Steve Lillywhite’s Big Bang

In 1980, U2’s “I Will Follow” exploded from radios everywhere. But the propulsive energy wasn’t just due to the youthful angst of talented and visionary teens—a fair share was due to producer Steve Lillywhite’s massively ambient drum sound on the song’s intro. Let’s use that classic and tremendous sound as the benchmark for pulling big booms out of your personal studio space.

Get Hard

If you’re not recording drum tracks in a warehouse—or in a big studio with 30-foot ceilings from which to hang microphones—ambient success rests in your ability to get some sexy reflections out of your home. And that means it’s all about hard surfaces.

Remove as many soft surfaces from the room as you can. That cushy couch and all those easy chairs are oh-so-comfy for watching TV, but they’ll suck the life out of the reflections you’re trying to capture, so get ’em outta there!

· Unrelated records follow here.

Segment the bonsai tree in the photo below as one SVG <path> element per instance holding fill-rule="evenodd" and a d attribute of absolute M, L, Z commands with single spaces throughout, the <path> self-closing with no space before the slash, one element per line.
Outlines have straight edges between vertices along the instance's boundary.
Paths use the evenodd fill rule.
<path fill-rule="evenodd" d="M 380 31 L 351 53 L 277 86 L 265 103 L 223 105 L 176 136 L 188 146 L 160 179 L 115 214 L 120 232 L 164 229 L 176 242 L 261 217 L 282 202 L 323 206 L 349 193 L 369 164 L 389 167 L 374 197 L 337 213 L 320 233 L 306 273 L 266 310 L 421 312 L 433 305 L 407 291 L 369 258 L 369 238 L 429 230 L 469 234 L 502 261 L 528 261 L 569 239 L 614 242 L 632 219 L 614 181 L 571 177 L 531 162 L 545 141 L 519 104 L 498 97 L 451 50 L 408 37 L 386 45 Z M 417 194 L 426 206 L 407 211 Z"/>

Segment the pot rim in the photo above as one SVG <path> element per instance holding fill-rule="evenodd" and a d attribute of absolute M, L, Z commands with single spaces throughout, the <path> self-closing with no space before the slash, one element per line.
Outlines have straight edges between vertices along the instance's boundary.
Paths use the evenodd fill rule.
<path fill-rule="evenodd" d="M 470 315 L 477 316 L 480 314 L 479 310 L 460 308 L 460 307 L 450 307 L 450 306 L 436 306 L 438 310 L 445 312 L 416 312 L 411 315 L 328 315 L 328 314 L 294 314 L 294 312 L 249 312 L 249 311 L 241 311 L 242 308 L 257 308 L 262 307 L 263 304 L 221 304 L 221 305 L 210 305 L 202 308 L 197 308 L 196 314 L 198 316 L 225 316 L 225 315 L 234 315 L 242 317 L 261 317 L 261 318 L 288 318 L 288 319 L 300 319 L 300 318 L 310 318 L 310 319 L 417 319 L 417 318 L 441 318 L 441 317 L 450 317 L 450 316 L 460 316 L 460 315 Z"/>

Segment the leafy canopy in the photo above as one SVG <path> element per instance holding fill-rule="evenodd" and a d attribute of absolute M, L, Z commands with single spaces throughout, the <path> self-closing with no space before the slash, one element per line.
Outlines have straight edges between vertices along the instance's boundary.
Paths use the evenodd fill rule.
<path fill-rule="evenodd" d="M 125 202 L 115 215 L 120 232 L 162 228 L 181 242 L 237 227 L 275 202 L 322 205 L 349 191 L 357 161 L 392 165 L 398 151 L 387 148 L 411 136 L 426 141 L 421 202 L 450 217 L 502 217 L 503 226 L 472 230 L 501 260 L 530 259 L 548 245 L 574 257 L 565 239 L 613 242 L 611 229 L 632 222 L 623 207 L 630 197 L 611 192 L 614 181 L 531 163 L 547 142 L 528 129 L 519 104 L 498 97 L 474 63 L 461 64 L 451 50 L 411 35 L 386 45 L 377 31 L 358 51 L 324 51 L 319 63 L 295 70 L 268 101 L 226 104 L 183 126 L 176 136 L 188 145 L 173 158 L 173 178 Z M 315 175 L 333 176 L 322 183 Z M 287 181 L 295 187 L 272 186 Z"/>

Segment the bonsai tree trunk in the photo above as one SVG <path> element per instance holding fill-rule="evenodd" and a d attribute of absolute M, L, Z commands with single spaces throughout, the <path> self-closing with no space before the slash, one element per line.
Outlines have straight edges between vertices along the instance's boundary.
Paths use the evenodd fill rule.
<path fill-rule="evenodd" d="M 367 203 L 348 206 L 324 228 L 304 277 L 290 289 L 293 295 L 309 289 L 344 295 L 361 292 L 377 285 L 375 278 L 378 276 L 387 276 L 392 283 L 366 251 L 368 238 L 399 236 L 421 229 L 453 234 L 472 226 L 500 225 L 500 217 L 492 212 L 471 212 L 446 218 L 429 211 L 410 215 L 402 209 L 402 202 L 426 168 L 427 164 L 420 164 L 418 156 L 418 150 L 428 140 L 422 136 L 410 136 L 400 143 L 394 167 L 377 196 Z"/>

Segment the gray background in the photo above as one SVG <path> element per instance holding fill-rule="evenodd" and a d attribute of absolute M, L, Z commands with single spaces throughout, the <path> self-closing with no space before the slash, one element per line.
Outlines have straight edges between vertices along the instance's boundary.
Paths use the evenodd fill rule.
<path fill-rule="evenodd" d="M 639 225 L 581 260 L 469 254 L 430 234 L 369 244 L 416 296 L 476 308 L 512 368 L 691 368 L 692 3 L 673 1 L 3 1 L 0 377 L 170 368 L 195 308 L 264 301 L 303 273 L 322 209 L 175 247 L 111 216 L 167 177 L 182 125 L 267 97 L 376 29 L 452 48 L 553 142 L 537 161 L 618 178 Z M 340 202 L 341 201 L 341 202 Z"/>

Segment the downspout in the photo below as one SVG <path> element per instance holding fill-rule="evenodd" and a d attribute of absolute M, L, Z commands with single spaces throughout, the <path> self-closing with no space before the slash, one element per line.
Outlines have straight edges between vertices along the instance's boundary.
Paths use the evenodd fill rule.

Now, set up the drum kit a few feet in front of a large picture window, and atop a hardwood floor. If the room is carpeted, borrow or buy a sheet of plywood large enough for the entire kit to be placed upon it, and then toss some more sheets around to break up the reverb-killing effect of the rest of the carpet. If there’s no huge front window, then find a suitable house, or McGuyver a few plywood sheets to stand upright around the back of the drum kit. If you go crazy at Home Depot, putting an extra couple of plywood sheets at the left and right of the kit will help intensify the reflection action. If you’ve done a good job, when you clap your hands, you’ll hear some very cool echoes.

Miking for Massive

The first step is to close-mic the kit as you usually would, because these tracks will still provide the impact and punch of the overall drum sound. Then, as the drummer plays, walk around the room and listen for areas where the reflections are most intense. Don’t miss the reverberant majesty of putting mics down hallways, or inside nearby closets (with the door open, of course), facing windows, or raised up and pointing at the corners of the ceiling. Seek out any and every place where reflections are having a party, and get mics in the area. Yes, you will probably need to borrow mics from buddies in order to document all the potential ambient points in your home, so don’t be shy. Large-diaphragm condensers are preferred, as they’re typically sensitive enough to “hear” the detail of most excellent reverb tails, stutter echoes, and other such reflections. However, I’ve also captured some pretty cool ambient sounds with small-diaphragm condensers, affordable ribbon mics, dynamic mics, and even cheap Radio Shack mics. As always, experimentation is often as critical as the gear, so use those ears and your imagination.

Squash It

Because you’re not in a warehouse or huge, beautiful pro-studio space, some of the miked ambience may be rather low in level. The in-the-closet mic, for example, can sound cool as hell, but it might be a bit limp on the impact factor. This is where compression can save your butt. You can compress every track to bring up the low-level ambient sounds if you have a rockin’ DAW, or, if you’re limited on compressors, you can assign all the mics to a stereo submix, and compress the crap out of the sub. I tend to go pretty aggressive with a 10:1 ratio at a –10dB threshold.

Mix It

Now that you have a hopefully enormous and totally compressed stereo submix (or individually compressed mic tracks) of ambient drum sounds— so ambient, in fact, that they seem absolutely drenched in reverberation— the trick is to blend the ambient drum tracks with the close-miked drum tracks to craft a killer combo of articulate percussive attacks and vibey room sound. You can go more “dry” if you’re a sissy, or do the Lillywhite move and crank up the “wet” tracks. Real adventurous souls can bring in the wet tracks more intensely at certain parts to pump up specific energy points in the song. Go Big!